"It cannot be accidental, one is tempted to conclude, that the percentage of salt in our bloodstreams is roughly the same as the percentage of salt in the oceans of the world. The long and intricate process by which evolution helped to shape the complex interrelationship of all living and nonliving things may be explicable in purely scientific terms, but the simple fact of the living world and our place on it evokes awe, wonder, a sense of mystery—a spiritual response when one reflects on its deeper meaning."
– Al "Gaia" Gore, Sanity in the Balance, p. 264.
One is tempted to conclude; and in the very next sentence, one does conclude. And what "spiritual" response is evoked by our "living world?"
I imagine Gore sitting in a grove, legs crossed, eyes closed, communing with nature, listening to the voices of the trees as they sough through the branches and undergrowth; perhaps worshipping the bluebird as she sings. He utters the occasional, mystical, oh-so-meaningful "Ohhhhhhmmmmmmm," as he becomes one with Mother Earth, the dust between his toes, the little earthworms corkscrewing through the dirt beneath him, and the universe at large. He revels in how we all are brine of the ocean, as much cousins of octopi and plankton and diatoms as we are of the holy ape in his alpine abode. He ponders the great Circle of Life, and smiles in wonder at the deep, underlying meaning found in The Lion King.
With the sun beating gloriously into his beatific face, he breaks his fast with a vegan lunch, praying to the Earth Goddess over each tender shoot and glistening leaf, offering thanksgiving to the plants who bravely sacrificed their lives for his nourishment.
And then a nightmarish sound intrudes upon his solace: the chugging of a diesel engine as it charges up the road nearby, transporting human bacteria to their next point of infestation. A shudder runs up his spine and goosepimples his arms. He hears the trees hacking and choking from the noxious fumes flatulating out of the behemoth's tailpipe. He feels the ozone layer fracture even further, and his brain bubbles under the sun's hellish glare. The bluebird lies gasping on her perch, a victim of toxic emissions and global warming that grows exponentially worse by the minute.
A wave of nausea roils over him, and he loses his lunch there on the pristine sward, the mere thought of humans in their billions gang-raping the fertile land making his stomach flip-flop.
He stumbles--au naturel, of course--to the vile roadway, the scurrilous pavement biting into the Earth's delicate crust, and screams obscenities at the passing motorists.
Gasping for breath, a pendulum of drool depending from his bottom lip, he leaps into his SUV and gives chase.

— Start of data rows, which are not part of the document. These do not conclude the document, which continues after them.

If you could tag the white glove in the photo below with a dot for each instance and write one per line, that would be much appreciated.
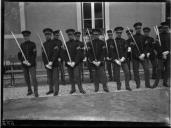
(122, 59)
(85, 59)
(26, 62)
(50, 63)
(148, 54)
(59, 59)
(165, 53)
(48, 66)
(72, 64)
(141, 57)
(129, 49)
(118, 62)
(69, 63)
(95, 63)
(98, 63)
(107, 58)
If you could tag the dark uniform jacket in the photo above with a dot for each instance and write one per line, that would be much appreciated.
(52, 50)
(129, 42)
(151, 44)
(142, 45)
(121, 45)
(110, 42)
(75, 51)
(59, 44)
(29, 49)
(99, 49)
(165, 44)
(81, 51)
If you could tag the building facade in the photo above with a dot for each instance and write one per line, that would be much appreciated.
(35, 16)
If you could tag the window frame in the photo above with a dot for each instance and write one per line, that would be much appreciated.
(22, 22)
(93, 15)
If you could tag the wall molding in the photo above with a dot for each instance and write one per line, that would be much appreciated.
(107, 18)
(163, 12)
(22, 22)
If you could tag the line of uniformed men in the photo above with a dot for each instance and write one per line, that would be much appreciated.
(116, 52)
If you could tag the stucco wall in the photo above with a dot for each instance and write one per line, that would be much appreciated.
(127, 13)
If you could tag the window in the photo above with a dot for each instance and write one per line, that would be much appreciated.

He'll show them what it's like to live in fear of imminent death; he'll teach them how the caribou in ANWR feel about their diminishing lands and resources; he'll tutor them in the pain experienced by an evergreen felled during winter solstice, decorated gaudily, its corpse displayed in the den for all to see, like a trophy of war.
He grins maniacally at the vial of ebola lying in the passenger seat beside him. In time, they will understand and thank him--those few who remain. After all, Mother Earth must replenish herself, and she cannot accomplish this task without the excision of the human parasite.